Today I'll focus on David Whitgift's writings. In the very first chapter ("Introduction") he says that CM is more concerned with the relationships between items than with the contents of the items themselves:

This is because CM needs to understand the decomposition + dependencies among and between all the things that are necessary for a change to result in a correct + consistent version of the system that is usable to the rest of the team (or its stakeholders).

He also states that most of the problems that arise from poor CM and which CM is meant to resolve are issues of coordination/communication and control. And he gives a shopping list of common problems encountered in each of five different areas (change-management, version-management, build-management, repository-management, item identification/relationship management).

At the end of section 1.2 in the first chapter, Whitgift writes:

In the course of the book, five principles become apparent which are the keys to effective CM. They are that CM should be:
Proactive. CM should be viewed not so much as a solution to the problems listed in the previous section but as a collection of procedures which ensure the problems do not arise. All too often CM procedures are instituted in response to problems rather than to forestall them. CM must be carefully planned.

Flexible. CM controls must be sensitive to the context in which they operate. Within a single project an element of code which is under development should not be subject to restrictive change control; once it has been tested and approved, change control needs to be formalized. Different projects may have very different CM requirements.

Automated. All aspects of CM can benefit from the use of software tools; for some aspects, CM tools are all but essential. Much of this book is concerned with describing how CM tools can help. Beware, however, that no CM tool is a panacea for all CM problems.

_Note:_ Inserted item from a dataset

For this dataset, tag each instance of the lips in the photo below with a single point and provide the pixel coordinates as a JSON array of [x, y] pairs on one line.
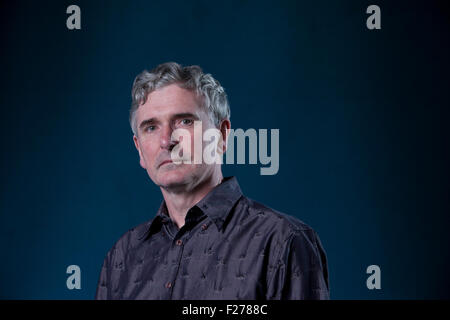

Integrated. CM should not be an administrative overhead with which engineers periodically have to contend. CM should be the linchpin which integrates everything an engineer does; it provides much more than a repository where completed items are deposited. Only if an engineer attempts to subvert CM controls should he or she be conscious of the restrictions which CM imposes.

Visible. Many of the issues raised in the previous section stem from ignorance of the content of items, the relationships between items, and the way items change. CM requires that any activity which affects items should be conducted according to clearly defined procedures which leave a visible and auditable record of the activity.

Whitgift's "proactivity principle" might seem a bit "Big Planning/Design Up Front" rather than responsive, adaptive, or emergent. And his "visibility principle" one may seem like heavyweight traceability and documentation. However, in light of being flexible, automated, and integrated, it might not be as bad as it sounds.

Each of the above five Principles of Effective CM seem (to me) to be potentially competing objectives ("forces") that need to be balanced when resolving a particular SCM problem. I wouldn't regard them as principles in the same sense as Robert Martin's "Principles of Object-Oriented Design."

Each of the subsequent chapters in Whitgift's text delves into various principles for the various sub-areas of CM. I write about those in subsequent blog-entries.